What are the side effects of Misoprostol?
Medical abortion using Misoprostol normally causes side effects such as pain and cramping, as well as bleeding accompanied by the passage of blood clots and tissue. Nausea, vomiting, diarrhea, headache, dizziness, and hot flashes or fever may also occur.
A fever that starts soon after Misoprostol administration and lasts less than 24 hours and is less than 100.4 F/ 38 C is a common side effect. If the fever lasts longer than 24 hours or is greater than 100.4 F/38 C, you should seek medical attention.
An allergic reaction to the medication can cause hives (itchy welts or bumps on the skin.)
If your side effects are extreme, you may have a complication. Please refer to the question “How do you know if you have a complication and what should you do?” if you think you might be experiencing abnormal side effects.

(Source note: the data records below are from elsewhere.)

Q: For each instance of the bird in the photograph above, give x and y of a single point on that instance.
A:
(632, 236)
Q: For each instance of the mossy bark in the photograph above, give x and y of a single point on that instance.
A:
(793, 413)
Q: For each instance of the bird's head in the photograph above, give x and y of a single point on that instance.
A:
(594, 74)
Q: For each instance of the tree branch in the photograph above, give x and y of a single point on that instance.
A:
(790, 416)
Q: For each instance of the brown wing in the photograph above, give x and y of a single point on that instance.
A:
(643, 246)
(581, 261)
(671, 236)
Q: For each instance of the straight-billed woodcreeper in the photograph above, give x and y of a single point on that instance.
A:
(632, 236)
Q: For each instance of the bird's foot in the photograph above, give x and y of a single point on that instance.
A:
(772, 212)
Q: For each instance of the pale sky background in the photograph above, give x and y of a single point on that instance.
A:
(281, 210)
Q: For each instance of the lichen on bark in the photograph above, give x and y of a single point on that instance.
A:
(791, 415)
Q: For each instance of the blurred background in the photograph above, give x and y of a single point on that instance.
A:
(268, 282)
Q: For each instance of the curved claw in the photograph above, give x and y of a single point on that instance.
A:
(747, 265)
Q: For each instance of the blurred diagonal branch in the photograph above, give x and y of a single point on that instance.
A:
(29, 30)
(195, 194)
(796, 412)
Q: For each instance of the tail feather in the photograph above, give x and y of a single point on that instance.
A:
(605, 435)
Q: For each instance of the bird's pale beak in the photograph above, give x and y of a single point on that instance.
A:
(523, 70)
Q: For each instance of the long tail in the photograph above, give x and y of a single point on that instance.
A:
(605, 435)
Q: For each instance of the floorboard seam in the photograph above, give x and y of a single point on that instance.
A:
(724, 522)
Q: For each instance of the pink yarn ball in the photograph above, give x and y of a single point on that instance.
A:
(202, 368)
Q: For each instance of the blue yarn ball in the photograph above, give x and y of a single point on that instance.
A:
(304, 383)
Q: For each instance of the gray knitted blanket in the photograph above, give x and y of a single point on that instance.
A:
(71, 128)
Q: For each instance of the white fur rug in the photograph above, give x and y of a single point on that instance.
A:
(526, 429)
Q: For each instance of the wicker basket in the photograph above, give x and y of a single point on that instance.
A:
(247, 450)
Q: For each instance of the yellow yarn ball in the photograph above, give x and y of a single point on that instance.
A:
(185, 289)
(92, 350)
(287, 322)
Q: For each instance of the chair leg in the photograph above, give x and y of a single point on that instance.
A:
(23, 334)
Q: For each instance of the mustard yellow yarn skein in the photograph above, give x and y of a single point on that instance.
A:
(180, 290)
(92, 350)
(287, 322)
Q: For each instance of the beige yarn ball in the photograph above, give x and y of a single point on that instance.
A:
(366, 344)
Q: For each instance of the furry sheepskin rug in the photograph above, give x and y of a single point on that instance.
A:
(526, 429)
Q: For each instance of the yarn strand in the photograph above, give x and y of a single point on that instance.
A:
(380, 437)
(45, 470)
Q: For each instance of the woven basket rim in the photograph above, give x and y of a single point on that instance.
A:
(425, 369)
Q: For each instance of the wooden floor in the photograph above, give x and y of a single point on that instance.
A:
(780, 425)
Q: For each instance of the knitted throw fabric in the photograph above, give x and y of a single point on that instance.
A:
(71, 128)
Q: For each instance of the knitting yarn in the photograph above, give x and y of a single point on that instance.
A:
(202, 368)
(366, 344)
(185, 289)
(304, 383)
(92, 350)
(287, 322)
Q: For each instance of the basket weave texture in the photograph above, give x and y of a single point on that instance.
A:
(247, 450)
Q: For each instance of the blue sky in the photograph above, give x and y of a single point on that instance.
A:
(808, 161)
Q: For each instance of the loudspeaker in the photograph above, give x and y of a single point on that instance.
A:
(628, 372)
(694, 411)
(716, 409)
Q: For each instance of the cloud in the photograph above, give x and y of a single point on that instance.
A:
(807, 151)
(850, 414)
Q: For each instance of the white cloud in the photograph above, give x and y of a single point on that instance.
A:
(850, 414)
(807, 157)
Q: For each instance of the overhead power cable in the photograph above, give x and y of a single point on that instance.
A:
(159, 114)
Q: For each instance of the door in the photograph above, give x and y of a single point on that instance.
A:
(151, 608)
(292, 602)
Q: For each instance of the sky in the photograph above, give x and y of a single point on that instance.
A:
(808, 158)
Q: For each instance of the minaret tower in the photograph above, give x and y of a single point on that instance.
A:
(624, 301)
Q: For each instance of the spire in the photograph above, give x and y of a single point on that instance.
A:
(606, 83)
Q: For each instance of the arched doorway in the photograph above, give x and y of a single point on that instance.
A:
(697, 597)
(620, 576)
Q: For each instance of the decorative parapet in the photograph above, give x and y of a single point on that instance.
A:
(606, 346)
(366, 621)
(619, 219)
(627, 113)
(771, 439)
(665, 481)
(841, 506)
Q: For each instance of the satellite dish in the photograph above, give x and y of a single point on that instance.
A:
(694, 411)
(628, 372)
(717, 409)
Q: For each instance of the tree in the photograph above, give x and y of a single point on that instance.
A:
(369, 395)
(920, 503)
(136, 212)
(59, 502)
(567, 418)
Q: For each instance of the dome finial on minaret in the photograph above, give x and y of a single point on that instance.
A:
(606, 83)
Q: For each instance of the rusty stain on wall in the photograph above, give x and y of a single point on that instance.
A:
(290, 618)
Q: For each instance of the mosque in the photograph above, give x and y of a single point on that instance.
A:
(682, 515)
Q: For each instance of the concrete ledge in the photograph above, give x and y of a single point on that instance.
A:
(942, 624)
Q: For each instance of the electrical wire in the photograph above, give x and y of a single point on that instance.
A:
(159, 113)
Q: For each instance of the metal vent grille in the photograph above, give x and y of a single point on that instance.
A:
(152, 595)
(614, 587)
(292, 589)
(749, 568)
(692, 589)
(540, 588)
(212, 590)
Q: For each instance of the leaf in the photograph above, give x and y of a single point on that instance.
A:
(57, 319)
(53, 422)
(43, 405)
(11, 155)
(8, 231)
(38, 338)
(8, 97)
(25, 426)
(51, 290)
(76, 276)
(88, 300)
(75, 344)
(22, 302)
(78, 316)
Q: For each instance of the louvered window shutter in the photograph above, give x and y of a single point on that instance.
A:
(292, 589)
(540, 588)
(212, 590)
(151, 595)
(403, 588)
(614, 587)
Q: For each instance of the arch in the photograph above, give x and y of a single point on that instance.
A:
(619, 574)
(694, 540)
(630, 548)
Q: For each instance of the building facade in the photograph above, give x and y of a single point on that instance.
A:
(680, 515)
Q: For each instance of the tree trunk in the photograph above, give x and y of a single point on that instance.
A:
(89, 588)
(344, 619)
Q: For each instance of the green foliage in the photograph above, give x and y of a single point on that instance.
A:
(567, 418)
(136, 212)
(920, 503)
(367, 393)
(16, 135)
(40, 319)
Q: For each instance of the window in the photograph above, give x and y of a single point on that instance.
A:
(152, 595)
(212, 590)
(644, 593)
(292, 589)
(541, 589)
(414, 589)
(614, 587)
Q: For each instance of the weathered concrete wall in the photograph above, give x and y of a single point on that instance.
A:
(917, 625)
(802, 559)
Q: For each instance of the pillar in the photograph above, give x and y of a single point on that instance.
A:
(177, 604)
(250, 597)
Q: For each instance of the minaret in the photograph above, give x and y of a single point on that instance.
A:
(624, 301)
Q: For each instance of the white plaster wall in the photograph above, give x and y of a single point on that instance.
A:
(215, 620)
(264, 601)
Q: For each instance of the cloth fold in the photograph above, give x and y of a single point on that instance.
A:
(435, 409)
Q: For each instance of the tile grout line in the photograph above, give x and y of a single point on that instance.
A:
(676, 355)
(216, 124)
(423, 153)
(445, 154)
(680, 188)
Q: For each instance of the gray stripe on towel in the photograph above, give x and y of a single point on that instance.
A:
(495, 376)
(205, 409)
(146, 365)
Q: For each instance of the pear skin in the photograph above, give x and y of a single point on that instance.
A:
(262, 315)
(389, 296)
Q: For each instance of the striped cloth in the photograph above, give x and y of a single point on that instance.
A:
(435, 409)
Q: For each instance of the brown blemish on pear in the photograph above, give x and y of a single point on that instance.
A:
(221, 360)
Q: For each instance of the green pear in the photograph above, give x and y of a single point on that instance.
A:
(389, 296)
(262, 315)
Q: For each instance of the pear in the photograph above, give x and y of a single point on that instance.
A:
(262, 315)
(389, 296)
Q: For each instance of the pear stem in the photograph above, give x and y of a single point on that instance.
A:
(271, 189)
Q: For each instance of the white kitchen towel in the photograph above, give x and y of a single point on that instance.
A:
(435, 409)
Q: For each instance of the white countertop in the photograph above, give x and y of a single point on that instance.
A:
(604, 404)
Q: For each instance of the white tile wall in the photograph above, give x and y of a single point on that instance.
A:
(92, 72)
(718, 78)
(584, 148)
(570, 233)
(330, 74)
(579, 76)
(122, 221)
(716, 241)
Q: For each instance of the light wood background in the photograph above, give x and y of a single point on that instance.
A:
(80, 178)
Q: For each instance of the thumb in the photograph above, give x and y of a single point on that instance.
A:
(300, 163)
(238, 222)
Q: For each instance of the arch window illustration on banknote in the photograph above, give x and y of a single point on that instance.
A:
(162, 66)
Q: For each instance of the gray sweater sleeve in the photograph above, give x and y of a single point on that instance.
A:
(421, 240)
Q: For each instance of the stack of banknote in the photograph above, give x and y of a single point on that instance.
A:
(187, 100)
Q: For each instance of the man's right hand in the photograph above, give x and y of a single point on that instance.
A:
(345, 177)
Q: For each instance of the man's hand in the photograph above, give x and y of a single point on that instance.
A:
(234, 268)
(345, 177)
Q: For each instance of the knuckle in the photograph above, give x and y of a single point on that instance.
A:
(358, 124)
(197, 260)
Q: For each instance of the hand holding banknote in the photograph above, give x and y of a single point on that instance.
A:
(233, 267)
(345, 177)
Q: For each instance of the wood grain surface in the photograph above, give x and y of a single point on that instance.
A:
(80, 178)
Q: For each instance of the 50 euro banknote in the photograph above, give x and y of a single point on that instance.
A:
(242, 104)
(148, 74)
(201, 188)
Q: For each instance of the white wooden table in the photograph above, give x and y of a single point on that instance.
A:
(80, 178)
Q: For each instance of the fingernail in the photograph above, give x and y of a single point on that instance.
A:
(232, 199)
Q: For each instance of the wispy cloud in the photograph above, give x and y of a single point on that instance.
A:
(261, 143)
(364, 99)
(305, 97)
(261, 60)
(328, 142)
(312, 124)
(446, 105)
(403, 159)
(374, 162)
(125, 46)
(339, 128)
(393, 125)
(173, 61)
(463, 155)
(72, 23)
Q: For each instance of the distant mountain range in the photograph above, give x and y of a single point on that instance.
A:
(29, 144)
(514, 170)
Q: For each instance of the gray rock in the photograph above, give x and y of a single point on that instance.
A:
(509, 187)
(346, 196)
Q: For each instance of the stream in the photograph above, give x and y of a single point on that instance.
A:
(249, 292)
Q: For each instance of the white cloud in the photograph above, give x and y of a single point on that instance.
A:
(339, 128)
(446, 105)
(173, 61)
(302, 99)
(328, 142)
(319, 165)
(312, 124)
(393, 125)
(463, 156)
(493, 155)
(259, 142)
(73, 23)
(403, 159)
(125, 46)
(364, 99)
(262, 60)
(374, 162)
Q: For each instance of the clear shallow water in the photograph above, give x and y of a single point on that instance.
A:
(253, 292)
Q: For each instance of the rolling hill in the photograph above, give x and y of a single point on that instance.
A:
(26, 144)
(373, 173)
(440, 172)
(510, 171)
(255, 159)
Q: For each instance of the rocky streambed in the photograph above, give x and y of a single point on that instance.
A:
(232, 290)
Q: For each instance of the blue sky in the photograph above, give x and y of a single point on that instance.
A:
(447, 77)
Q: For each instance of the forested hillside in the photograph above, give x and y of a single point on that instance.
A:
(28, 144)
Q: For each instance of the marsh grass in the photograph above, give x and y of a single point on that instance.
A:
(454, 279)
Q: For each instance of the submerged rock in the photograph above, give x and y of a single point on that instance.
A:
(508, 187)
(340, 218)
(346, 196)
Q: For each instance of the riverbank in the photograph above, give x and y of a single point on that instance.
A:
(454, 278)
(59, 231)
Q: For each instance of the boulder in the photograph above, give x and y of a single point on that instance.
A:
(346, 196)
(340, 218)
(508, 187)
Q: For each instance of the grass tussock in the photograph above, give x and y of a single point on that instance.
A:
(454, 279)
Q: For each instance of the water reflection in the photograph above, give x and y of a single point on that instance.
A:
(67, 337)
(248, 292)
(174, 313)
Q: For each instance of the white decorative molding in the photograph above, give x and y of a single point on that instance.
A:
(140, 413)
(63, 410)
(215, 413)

o Tell your doctor or pharmacist whether you are allergic to it, or whether you have any other allergies, before taking misoprostol
o Tell your doctor or pharmacist your medical history before using this drug, in particular: stomach/intestinal disorder (e.g., inflammatory bowel disease).
o Alcohol and tobacco consumption on a daily basis can increase your risk of stomach bleeding. Limit drinks made with alcohol and avoid smoking.
o An incomplete abortion can rarely occur if you are taking this drug in conjunction with mifepristone to end a pregnancy. Being closely watched by your doctor and holding your regular appointments to track your progress is very important for you. In case of an emergency, make sure to have specific instructions from your doctor on who to contact and what to do. If you experience some unlikely symptoms, such as severe/prolonged vaginal bleeding, signs of infection (including fever, chills), or fainting, anticipate vaginal bleeding after you take the combined drug, but inform your doctor right away.
o Owing to potential damage to an unborn infant, this medicine must not be used during pregnancy to avoid stomach ulcers. Use successful birth control measures when taking misoprostol and for at least one month or one completed menstrual cycle after you quit taking it if you are of childbearing age. Inform your doctor right away if you become pregnant or think you might be pregnant.
o It passes into breast milk with this drug. This medication is unlikely to affect a breastfeeding child. However, before breastfeeding, consult the doctor.